Ian Savage of SureCert tells TechWatch’s Emily McDaid how he dived in to the world of entrepreneurship.
“An NHS desperately short of nurses”, as described by the Royal College of Nursing, can reportedly only fill one in 400 nursing vacancies.
“All candidates on SureCert have gone through a verification process, confirming at least one aspect of their backgrounds – for example, an employment reference or qualification,” he said.
This type of recruitment vehicle is particularly relevant for occupations with “a perceived skills shortage and where the need to verify a candidate’s background is important”, according to Savage.
In a previous life, Savage was a scuba divemaster as a hobby. He had a career in recruitment and then consulting, but he would take six weeks off a year to teach scuba diving in Thailand. During a dangerous 42-metre dive in the Red Sea, he nearly died from nitrogen narcosis.
After that, he hung up the diving cylinder and put his head down (excuse the pun) with his entrepreneurial ventures.
Savage’s interesting past – he also had a three-year consulting gig with Deloitte – gave him the knowledge of what’s missing in talent recruitment.
“We’ve demonstrated the platform’s capability in nursing, as our first vertical market,” he said.
“That’s only a starting point, to give us some focus. As we build up the community, SureCert will be relevant to nearly all occupations.”
It takes the NHS 75 days to verify a nurse’s credential, on average, and much longer to recruit the right person in the first place. “SureCert is about putting as few people as possible between a candidate and the perfect job,” he said.
Once it gains critical mass, Savage says the platform will also uncover valuable data on the labour market. These data analytics can quantify the supply and demand of talent.
“Where are the shortages? What are the emerging skills? What skills are becoming obsolete? Our data can provide answers,” he said.

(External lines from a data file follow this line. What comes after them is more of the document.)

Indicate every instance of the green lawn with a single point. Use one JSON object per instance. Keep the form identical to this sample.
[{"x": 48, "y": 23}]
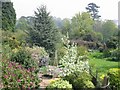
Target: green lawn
[{"x": 100, "y": 63}]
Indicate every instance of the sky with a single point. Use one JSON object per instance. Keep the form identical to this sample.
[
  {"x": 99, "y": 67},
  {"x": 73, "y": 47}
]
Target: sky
[{"x": 66, "y": 8}]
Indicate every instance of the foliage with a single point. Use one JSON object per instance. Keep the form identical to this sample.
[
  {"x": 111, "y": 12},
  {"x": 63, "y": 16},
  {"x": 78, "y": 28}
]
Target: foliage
[
  {"x": 108, "y": 29},
  {"x": 8, "y": 16},
  {"x": 99, "y": 63},
  {"x": 44, "y": 31},
  {"x": 70, "y": 62},
  {"x": 112, "y": 42},
  {"x": 24, "y": 23},
  {"x": 59, "y": 84},
  {"x": 24, "y": 58},
  {"x": 37, "y": 52},
  {"x": 15, "y": 76},
  {"x": 66, "y": 28},
  {"x": 114, "y": 75},
  {"x": 115, "y": 54},
  {"x": 81, "y": 24},
  {"x": 80, "y": 80},
  {"x": 93, "y": 10},
  {"x": 81, "y": 50}
]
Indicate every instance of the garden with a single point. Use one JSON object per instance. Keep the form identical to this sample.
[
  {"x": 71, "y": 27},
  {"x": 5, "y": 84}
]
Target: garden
[{"x": 39, "y": 54}]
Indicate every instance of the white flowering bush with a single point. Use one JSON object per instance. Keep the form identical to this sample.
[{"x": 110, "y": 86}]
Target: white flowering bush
[{"x": 70, "y": 62}]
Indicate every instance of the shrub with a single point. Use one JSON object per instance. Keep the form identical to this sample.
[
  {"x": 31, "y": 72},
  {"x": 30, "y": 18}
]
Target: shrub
[
  {"x": 60, "y": 85},
  {"x": 115, "y": 54},
  {"x": 80, "y": 80},
  {"x": 37, "y": 52},
  {"x": 23, "y": 57},
  {"x": 16, "y": 76},
  {"x": 114, "y": 75},
  {"x": 70, "y": 62},
  {"x": 107, "y": 53},
  {"x": 81, "y": 50}
]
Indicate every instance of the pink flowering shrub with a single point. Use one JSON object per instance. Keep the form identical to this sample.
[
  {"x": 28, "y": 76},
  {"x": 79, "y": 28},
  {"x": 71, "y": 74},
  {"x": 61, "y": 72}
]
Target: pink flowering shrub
[{"x": 16, "y": 76}]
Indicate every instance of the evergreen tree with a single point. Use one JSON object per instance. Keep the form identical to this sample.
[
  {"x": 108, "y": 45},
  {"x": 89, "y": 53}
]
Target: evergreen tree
[
  {"x": 8, "y": 16},
  {"x": 44, "y": 32},
  {"x": 93, "y": 10}
]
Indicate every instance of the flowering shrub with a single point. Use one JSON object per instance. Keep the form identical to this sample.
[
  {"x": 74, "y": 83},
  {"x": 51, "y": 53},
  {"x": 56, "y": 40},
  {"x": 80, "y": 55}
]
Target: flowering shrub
[
  {"x": 59, "y": 85},
  {"x": 71, "y": 62},
  {"x": 114, "y": 75},
  {"x": 80, "y": 80},
  {"x": 15, "y": 76},
  {"x": 37, "y": 52},
  {"x": 23, "y": 57}
]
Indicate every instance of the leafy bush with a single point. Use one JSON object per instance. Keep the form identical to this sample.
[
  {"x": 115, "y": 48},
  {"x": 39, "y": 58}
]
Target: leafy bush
[
  {"x": 115, "y": 54},
  {"x": 70, "y": 62},
  {"x": 80, "y": 80},
  {"x": 60, "y": 85},
  {"x": 114, "y": 75},
  {"x": 106, "y": 53},
  {"x": 15, "y": 76},
  {"x": 81, "y": 50},
  {"x": 37, "y": 52},
  {"x": 23, "y": 57}
]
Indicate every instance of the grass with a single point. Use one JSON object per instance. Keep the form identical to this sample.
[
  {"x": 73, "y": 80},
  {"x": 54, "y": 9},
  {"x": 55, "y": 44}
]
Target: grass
[{"x": 99, "y": 63}]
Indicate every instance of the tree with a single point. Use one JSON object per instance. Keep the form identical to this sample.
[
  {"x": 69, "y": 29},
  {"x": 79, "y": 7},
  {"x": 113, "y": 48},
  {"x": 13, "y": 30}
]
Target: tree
[
  {"x": 108, "y": 29},
  {"x": 81, "y": 24},
  {"x": 66, "y": 26},
  {"x": 24, "y": 23},
  {"x": 93, "y": 10},
  {"x": 44, "y": 32},
  {"x": 8, "y": 16}
]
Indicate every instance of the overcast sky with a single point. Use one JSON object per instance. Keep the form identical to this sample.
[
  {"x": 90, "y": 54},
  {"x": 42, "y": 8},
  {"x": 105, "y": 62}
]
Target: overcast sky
[{"x": 66, "y": 8}]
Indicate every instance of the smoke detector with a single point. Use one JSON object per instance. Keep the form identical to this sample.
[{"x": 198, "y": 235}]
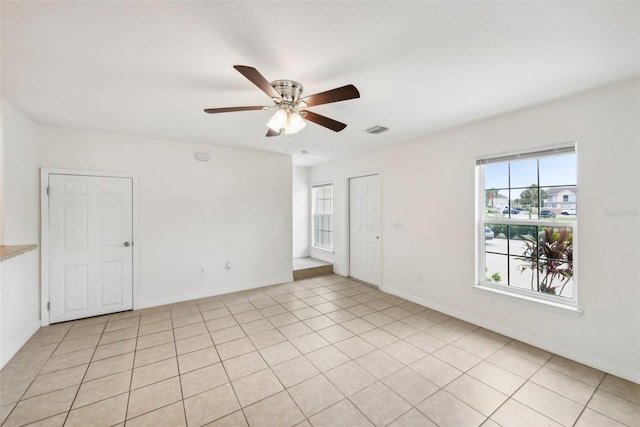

Savage tells me that partnering with data providers has been useful, as well as opt-in agreements and APIs.
He also has a vision for how the platform could transform school leavers’ lives.
“Before someone has even completed their degree, they could create a profile in SureCert and as soon as their qualification (degree or otherwise) is finished, a future employer would be alerted who already had their eye on that person,” he said.
“Or they might realise they already have qualifications they didn’t know about – such as a nursing student who is automatically qualified to work as a care assistant.”
What’s the revenue model?
It’s free for candidates, and the employer pays. The fees will be comparable to a typical method of recruiting, via LinkedIn. The difference is, our engine gives far more targeted results and, of course, candidates’ qualifications have been verified.
How does this verification process work?
We engage in data-sharing agreements with groups such as universities or professional bodies – say, the Royal Colleges – and then promote our service to their members through them.
Where can you expand outside of the medical professions?
We foresee huge demand for SureCert’s capabilities in areas like oil and gas, aviation, and general graduate recruitment, for a start.
How much are you looking to raise?
Our last round was £480,000 – so we’ll be looking to increase from there.
Do you feel that blockchain could be useful for this platform?
We’re doing extensive research into how we could apply blockchain technology. Because blockchain is about trusted transactions, it seems it could fit with SureCert – but I want to look into this carefully first.